GRODNO
Weißrussische Kulturmetropole zwischen Litauen und
Polen
Viele Belarussen behaupten, Grodno (bel.: Hrodna) sei
anders als andere weißrussische Städte. Irgendwie westlicher, europäischer.
Vielleicht liegt das daran, dass die Grenze zu Polen und Litauen ganz nah
liegt? Das gilt aber auch für Brest, das niemand je mit Grodno vergleichen
würde. Besonders groß ist die Stadt auch nicht. Was macht dann diese besondere
Atmosphäre aus, die sogar den Einheimischen auf den ersten Blick auffällt?

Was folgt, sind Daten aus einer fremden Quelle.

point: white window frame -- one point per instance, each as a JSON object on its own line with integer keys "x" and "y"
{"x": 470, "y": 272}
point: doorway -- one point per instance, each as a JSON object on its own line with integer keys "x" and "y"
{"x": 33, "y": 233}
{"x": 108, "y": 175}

Worin liegt diese "Westlichkeit" der Stadt, die schon seit mehreren
Jahrhunderten ihr Bild prägt, obwohl die Zeit oft gnadenlos zu ihr war? Das mag
Grodno seiner Architektur verdanken, die trotz aller Kriege erstaunlich gut
erhalten ist, und so können wir die Pracht der Altstadt authentisch genießen.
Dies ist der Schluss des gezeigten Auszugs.